There is an econometrics component in the data science subject of this term. The assignment is due in two weeks, and I am expected to get rather busy with work in coming weeks; so I spent this Sunday reviewing the course content, hoping to get the assignment done asap.
This assignment is about using R and models we learnt in the course, to run predictions based on datasets provided; interesting one indeed.
It appears to me that this assignment was derived from the Zillow failure case - a “purely data driven failure”.
Having looked into this case briefly, I got some more understanding in forecasting. For a successful business like Zillow, it shouldn’t be hard to attract brilliant minded people who can build forecasting models. As a matter of fact, Zillow had many models with access to lots of data. So, using their own models, Zillow tried to buy “undervalued” properties, renovate then resell for a profit, at a large scale. This sounds like a great idea, but it failed. Its capital reduced 36% and Zillow also had to make redundant of its 2500 employees. The housing market turned out to be more volatile.

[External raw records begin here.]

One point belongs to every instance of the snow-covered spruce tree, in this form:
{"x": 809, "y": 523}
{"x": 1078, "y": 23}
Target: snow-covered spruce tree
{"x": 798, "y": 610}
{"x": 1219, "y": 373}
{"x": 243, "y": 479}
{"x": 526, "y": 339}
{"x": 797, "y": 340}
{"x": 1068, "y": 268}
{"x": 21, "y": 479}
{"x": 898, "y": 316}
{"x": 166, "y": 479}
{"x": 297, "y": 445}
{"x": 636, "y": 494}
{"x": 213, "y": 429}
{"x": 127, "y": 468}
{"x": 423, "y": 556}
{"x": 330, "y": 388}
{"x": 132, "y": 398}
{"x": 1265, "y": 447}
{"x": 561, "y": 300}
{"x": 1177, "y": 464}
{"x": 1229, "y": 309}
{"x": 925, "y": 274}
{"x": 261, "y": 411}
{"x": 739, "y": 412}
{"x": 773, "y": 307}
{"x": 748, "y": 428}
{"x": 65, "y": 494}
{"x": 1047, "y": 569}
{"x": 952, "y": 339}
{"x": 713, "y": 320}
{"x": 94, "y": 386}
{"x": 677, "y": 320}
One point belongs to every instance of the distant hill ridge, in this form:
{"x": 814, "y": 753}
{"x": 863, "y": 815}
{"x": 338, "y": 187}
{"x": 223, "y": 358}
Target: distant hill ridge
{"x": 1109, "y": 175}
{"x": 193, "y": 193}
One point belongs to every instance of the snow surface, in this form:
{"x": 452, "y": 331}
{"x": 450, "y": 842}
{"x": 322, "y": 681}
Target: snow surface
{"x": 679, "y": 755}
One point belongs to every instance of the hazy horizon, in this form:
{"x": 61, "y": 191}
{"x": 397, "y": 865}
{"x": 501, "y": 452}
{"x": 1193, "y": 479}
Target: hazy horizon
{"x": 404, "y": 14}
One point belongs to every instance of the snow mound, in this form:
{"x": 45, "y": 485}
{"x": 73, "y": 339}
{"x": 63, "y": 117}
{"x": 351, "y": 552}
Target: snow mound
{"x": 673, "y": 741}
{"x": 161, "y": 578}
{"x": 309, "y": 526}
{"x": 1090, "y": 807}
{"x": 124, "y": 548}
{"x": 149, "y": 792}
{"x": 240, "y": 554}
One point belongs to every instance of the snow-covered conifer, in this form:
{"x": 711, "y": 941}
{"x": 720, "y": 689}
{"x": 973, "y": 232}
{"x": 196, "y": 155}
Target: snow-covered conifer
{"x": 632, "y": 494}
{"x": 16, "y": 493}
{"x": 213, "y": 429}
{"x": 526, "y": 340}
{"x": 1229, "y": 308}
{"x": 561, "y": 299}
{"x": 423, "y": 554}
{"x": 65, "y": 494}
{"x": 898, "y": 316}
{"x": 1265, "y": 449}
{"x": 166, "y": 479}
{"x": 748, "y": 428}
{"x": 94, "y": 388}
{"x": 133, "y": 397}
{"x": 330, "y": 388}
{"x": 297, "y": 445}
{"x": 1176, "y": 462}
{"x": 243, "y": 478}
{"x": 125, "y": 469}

Take a first look on housing price, how hard is it to make predictions, right? Actually, it is extremely hard. The price of a property is measured by one thing and one thing only: the price! But it is affected by too many factors: from economy, currency exchange rate, inflation, immigration … to structural damage, neighbouring noise, maintenance… I am no stranger when it comes to forecasting something, you always start with making assumptions. When you have so many contributing factors to something, you would have to make many assumptions. An assumption is a guess; yes, you might claim it is an “educated” guess, but it still is a guess. Do they hold? How long are they valid for?
And, behind each contributing factor, there is human interaction and human behaviour which are more unpredictable than the weather. Forecasting based on historical observations will not reflect human behaviour of the future.
Forecasting models will give some idea about the future, but you need to know its limit; and best not to bet your life on it.